Eine andere Studie zeigte auch eine verringerte Lungendiffusionskapazität, die nach drei Monaten bei 42 % der COVID-19-Überlebenden unabhängig vom Schweregrad mit radiologischen Anomalien korrelierte. Selbst sechs Monate nach Symptombeginn waren bei etwa der Hälfte der COVID-19-Überlebenden immer noch radiologische Lungenanomalien im Zusammenhang mit anhaltenden Symptomen vorhanden.

In vielen anderen Berichten wurden auch radiologische Hinweise auf eine langanhaltende Lungenfibrose bis zu 6 Monate nach der Entlassung aus dem Krankenhaus gefunden, die ebenfalls mit der Schwere der ursprünglichen Erkrankung korrelierte. Mithilfe einer fortschrittlicheren radiologischen Technik mit Xenongas zur Untersuchung der Lungenfunktion wurden bei entlassenen Patienten mit mittelschwerer COVID-19-Erkrankung im Vergleich zu gesunden Kontrollpersonen Defekte in der Lungengasaustauschfunktion festgestellt.

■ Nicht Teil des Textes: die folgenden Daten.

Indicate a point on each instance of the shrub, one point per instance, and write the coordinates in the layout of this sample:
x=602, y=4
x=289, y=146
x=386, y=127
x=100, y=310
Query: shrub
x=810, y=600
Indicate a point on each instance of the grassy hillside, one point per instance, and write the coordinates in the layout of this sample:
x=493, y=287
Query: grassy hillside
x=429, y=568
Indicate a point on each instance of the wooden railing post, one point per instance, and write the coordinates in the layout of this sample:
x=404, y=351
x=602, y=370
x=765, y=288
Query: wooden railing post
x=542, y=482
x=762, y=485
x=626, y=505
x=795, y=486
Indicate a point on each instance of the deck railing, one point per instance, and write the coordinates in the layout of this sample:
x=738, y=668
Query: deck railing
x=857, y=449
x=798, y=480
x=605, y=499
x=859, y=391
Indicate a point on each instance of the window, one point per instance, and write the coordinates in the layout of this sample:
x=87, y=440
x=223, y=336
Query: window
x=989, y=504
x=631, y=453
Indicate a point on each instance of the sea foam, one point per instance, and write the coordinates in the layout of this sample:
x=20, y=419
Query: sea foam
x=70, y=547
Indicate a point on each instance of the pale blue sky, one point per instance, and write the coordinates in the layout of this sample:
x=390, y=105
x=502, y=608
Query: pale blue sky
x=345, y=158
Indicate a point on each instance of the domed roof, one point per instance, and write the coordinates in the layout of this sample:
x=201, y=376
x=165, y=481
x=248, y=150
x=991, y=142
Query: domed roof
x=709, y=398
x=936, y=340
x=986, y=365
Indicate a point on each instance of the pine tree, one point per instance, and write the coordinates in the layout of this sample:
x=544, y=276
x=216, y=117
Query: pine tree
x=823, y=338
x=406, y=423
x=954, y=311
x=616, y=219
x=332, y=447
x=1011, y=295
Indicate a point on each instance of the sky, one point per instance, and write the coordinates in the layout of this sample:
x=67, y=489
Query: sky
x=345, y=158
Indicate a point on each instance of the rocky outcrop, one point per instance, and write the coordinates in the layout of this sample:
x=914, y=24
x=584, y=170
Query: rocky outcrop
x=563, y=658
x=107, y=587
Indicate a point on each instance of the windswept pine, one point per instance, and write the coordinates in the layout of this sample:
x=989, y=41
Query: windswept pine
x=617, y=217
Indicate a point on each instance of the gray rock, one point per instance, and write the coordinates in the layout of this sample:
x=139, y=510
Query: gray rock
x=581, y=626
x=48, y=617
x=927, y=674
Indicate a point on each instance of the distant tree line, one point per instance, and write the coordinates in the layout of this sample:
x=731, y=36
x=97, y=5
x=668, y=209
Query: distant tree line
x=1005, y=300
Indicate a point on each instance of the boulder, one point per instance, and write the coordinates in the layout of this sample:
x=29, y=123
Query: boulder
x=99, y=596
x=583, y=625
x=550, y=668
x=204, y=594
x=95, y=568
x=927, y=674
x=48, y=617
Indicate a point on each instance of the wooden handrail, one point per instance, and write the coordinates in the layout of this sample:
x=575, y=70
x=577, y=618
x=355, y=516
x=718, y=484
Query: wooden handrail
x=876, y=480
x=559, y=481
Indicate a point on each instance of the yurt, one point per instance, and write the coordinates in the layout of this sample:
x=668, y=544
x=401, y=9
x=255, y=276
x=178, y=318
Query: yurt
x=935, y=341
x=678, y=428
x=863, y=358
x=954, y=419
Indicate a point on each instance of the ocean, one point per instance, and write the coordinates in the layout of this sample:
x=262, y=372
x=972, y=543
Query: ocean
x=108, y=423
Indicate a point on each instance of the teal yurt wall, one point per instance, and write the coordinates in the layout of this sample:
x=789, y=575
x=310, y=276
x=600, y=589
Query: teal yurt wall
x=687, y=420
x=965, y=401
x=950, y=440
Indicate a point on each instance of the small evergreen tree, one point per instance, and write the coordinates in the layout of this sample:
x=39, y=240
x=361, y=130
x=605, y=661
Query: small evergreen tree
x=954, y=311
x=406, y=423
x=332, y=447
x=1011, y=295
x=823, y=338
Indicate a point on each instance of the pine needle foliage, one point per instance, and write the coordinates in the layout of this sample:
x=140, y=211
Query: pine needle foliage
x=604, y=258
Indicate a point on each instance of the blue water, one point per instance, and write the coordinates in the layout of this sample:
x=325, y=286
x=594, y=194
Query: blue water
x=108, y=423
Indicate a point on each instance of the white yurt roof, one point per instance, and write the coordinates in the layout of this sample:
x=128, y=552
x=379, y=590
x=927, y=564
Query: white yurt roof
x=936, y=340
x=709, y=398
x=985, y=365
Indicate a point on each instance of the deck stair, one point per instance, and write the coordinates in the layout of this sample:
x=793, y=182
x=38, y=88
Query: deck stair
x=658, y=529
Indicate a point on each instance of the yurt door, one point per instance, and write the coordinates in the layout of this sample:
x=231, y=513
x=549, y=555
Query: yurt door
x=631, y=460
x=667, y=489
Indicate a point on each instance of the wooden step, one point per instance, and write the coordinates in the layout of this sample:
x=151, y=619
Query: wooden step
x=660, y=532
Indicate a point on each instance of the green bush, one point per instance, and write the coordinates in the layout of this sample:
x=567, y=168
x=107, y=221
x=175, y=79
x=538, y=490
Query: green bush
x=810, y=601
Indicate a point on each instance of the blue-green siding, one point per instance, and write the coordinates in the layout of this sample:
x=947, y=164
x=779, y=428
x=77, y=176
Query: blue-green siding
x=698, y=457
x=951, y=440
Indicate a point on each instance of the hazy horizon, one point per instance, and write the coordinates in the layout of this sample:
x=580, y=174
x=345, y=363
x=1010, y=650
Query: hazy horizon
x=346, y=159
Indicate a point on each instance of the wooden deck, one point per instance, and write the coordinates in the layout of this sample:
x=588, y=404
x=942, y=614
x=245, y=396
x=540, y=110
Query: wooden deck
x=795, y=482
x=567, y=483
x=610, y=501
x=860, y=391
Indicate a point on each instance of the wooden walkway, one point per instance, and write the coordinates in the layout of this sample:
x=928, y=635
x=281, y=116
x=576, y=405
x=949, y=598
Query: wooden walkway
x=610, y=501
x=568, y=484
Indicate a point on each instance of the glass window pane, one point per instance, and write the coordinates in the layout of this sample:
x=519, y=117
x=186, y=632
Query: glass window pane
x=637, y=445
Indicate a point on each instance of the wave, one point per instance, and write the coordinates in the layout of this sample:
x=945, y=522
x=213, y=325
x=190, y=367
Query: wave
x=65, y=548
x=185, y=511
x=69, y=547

Darüber hinaus wurden diese Lungenprobleme in dieser Studie nicht durch einen Standard-CT-Scan des Brustkorbs erkannt, was darauf hindeutet, dass bei routinemäßigen radiologischen Untersuchungen solche Lungenkomplikationen möglicherweise übersehen wurden. Bemerkenswert ist, dass in einer Studie bei jungen Rekruten mit symptomatischem COVID-19 im Vergleich zu Nicht-COVID-19-Rekruten nach etwa 45 Tagen der Nachbeobachtung eine verringerte maximale aerobe Kapazität festgestellt wurde.

Zusammengenommen deuten diese Studien darauf hin, dass Lungennarben eine häufige Folgeerscheinung von COVID-19 sein könnten, die für anhaltende Atemnot und Husten verantwortlich wäre.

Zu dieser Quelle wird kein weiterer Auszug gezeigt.